Alex sees his neighbour Paul in the local pub. Alex is aware that Paul operates an airport shuttle
service. Alex asks Paul if he can take him and his wife to the airport next Thursday. At the airport he
promises to pay Paul £25 upon his return from Marbella. Can Paul enforce the payment?
You will note that no agreement on price is made in the pub. It may well be that Alex is asking Paul a
favour as a neighbour. Paul certainly has not mentioned payment. We are told that when they
reach the airport, Paul tells Alex that he will pay him £25 upon his return.

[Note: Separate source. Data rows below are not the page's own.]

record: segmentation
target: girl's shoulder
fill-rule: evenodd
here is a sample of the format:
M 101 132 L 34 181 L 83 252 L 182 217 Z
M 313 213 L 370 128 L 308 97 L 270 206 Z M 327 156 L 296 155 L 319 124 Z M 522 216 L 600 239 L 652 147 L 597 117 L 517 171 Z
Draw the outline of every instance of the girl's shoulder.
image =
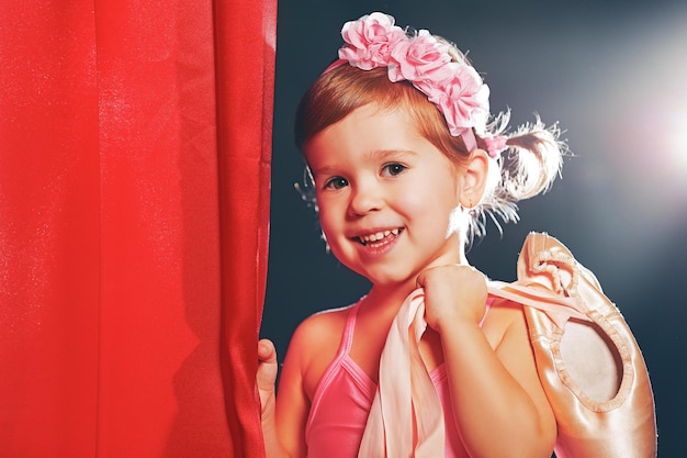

Here you would explain that the issue concerned consideration. It may appear to you initially that
this is just a favour between two neighbours – It may even prompt you to ask whether there was an
intention to create legal relations. The promise to make the payment comes after Paul has driven
Alex to the airport. This should prompt you to discuss past consideration. You should explain that
past consideration will not constitute good consideration and cite the relevant case law. The act of
driving Alex to the airport was carried out before any promise of payment was made. Mention such
cases as Re McArdle or Roscorla v Thomas. You should then consider whether any of the exceptions
apply. Precedent arises from Lampleigh v Braithwait and the later cases such as Pao on v Lau Yiu
Long should be discussed here and the possibility of whether any of the stated exceptions could
apply in the current case. You will probably conclude that there may be grounds for Paul to recover
the money, but you need to make it very clear to the examiner how you came to this conclusion. So,
for example, state that the act of Paul driving Alex to the airport had been carried out at the
promisor’s request, that is, at Alex’s request. A strong argument could be put forward to suggest
that the parties would have understood that the act would be rewarded in some way. Alex knew
that Paul undertook airport runs for a living and human common sense would tell him that he did
not operate the service for free. Finally state that this type of agreement would be enforceable if
the promise had been made beforehand, it is a very normal kind of transaction.